Dr. Nicholas Joseph Pagano

Dr. Nicholas Joseph Pagano


Pioneering Contributions in Modeling Performance of Composite Materials

Nick Pagano is a leader and early pioneer of the emergence of structural composite materials.  The latter issue has demonstrated the efficacy and accuracy of the ply level effective moduli as the appropriate scale of analytical representation for advanced structures.   Experiments have shown that this modelling scale is valid, even under conditions of extreme damage initiation and growth.  Improvement of this modelling capability can likely only be achieved through incredibly difficult “micromechanical” modelling, where the individual (damaged) fiber and matrix layers are represented explicitly.  This would be a task involving enormous cost and technical uncertainty.

Born in Torrington, Connecticut, he received his BS and MS degrees in Civil Engineering at Drexel University and his PhD in Engineering Mechanics at Lehigh University in 1966 under the direction of Dr.
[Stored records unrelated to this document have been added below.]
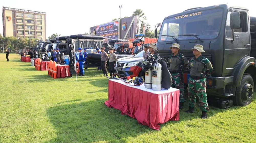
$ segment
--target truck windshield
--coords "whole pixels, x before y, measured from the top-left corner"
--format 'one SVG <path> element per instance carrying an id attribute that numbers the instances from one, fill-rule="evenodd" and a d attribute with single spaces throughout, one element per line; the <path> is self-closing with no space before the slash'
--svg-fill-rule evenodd
<path id="1" fill-rule="evenodd" d="M 55 48 L 56 48 L 56 47 L 57 47 L 57 44 L 54 44 L 53 45 L 52 45 L 52 49 Z"/>
<path id="2" fill-rule="evenodd" d="M 134 56 L 134 57 L 143 57 L 143 53 L 145 52 L 144 51 L 141 51 Z"/>
<path id="3" fill-rule="evenodd" d="M 216 8 L 188 13 L 166 19 L 164 21 L 158 41 L 197 39 L 194 36 L 178 36 L 193 34 L 202 39 L 216 38 L 219 34 L 222 16 L 222 9 Z M 166 35 L 166 36 L 163 36 Z"/>

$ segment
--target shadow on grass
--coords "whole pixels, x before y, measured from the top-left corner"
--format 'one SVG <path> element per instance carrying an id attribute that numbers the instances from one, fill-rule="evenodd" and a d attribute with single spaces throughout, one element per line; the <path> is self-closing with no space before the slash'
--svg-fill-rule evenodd
<path id="1" fill-rule="evenodd" d="M 57 137 L 47 142 L 116 142 L 152 130 L 104 104 L 106 99 L 61 105 L 47 109 Z"/>

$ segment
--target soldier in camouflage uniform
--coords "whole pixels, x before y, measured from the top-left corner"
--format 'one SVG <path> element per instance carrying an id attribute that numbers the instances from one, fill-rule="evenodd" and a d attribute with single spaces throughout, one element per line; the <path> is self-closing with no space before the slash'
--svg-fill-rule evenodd
<path id="1" fill-rule="evenodd" d="M 213 73 L 211 62 L 201 55 L 204 52 L 203 46 L 196 45 L 191 49 L 195 56 L 189 59 L 188 68 L 190 70 L 190 78 L 188 83 L 188 96 L 189 98 L 188 113 L 193 113 L 196 106 L 196 97 L 199 100 L 199 106 L 202 111 L 201 118 L 207 118 L 206 113 L 209 111 L 206 95 L 206 81 L 205 76 Z"/>
<path id="2" fill-rule="evenodd" d="M 168 59 L 169 70 L 173 77 L 173 83 L 175 88 L 179 89 L 179 106 L 180 109 L 183 108 L 186 101 L 184 96 L 184 85 L 183 82 L 183 72 L 188 68 L 188 60 L 184 55 L 179 52 L 180 45 L 176 43 L 170 47 L 173 54 Z"/>

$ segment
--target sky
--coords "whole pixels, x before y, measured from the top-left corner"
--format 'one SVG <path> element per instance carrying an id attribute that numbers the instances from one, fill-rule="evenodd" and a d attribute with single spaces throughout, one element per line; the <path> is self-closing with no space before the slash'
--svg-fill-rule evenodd
<path id="1" fill-rule="evenodd" d="M 165 17 L 194 7 L 226 4 L 245 7 L 250 10 L 250 16 L 256 17 L 254 1 L 128 1 L 1 0 L 0 7 L 4 6 L 46 12 L 46 37 L 53 33 L 62 36 L 89 33 L 89 28 L 110 22 L 121 17 L 130 17 L 136 9 L 141 9 L 146 22 L 153 30 Z M 242 2 L 242 3 L 241 3 Z M 140 2 L 141 2 L 140 3 Z M 0 33 L 3 35 L 1 19 Z"/>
George C. Sih.  In 1967 the book “Elasticity, Tensor, Dyadic, and Engineering Approaches” co-authored by P.C. Chou and N.J. Pagano, was published. This book is known as one of the most readable books on the subject, but it only considers the elasticity of isotropic materials.  Aside from the constitutive equations, however, the remaining governing equations are valid for anisotropic materials as well.  In 1966, Nick his wife Marianne, and their 8 children journeyed to the Dayton Ohio area, where Nick was hired at the Air Force Materials Laboratory, where he initiated the work discussed in the next paragraph.

Dr. Nicholas Pagano was the first to recognize the importance of interlaminar phenomena in high-performance composite materials. His discovery of the “Stacking sequence phenomenon” led to new practices to reduce the potential for delamination, once the most feared failure mode of composite materials. He formulated models to describe this phenomenon by providing exact solutions according to the three-dimensional mathematical theory of elasticity. In a second area of contribution, he developed analytical models for the extension, bending, and twisting of laminated composites that have served as the reference for all following work in the mechanics of laminated composites. His third major contribution has been in the treatment of the geometry and response of brittle-matrix composite materials.  All these contribute to the safety and reliability of the composite structures in modern aircraft and other applications, e.g., space vehicles. The Boeing 787 Dreamliner aircraft, which is composed of 80% by volume of composite materials, is a proven example of the quality and precision of Pagano’s research results.

He retired on April Fool’s Day in 2001 but has returned to composites for work with PhD students at Purdue University for several years and finally returned to WPAFB as a consultant, where he taught an original course on the Theory of Elasticity of Composite Materials for scientists and engineers in chemistry, physics, math, and material science. The videos of the course may still be available at the AF Research Laboratory, although the graphics available at the time leave much to be desired.  Nick also found the time to acquire an associate degree of Biblical Studies while in Indiana in 2016, when he was only 82 years of age.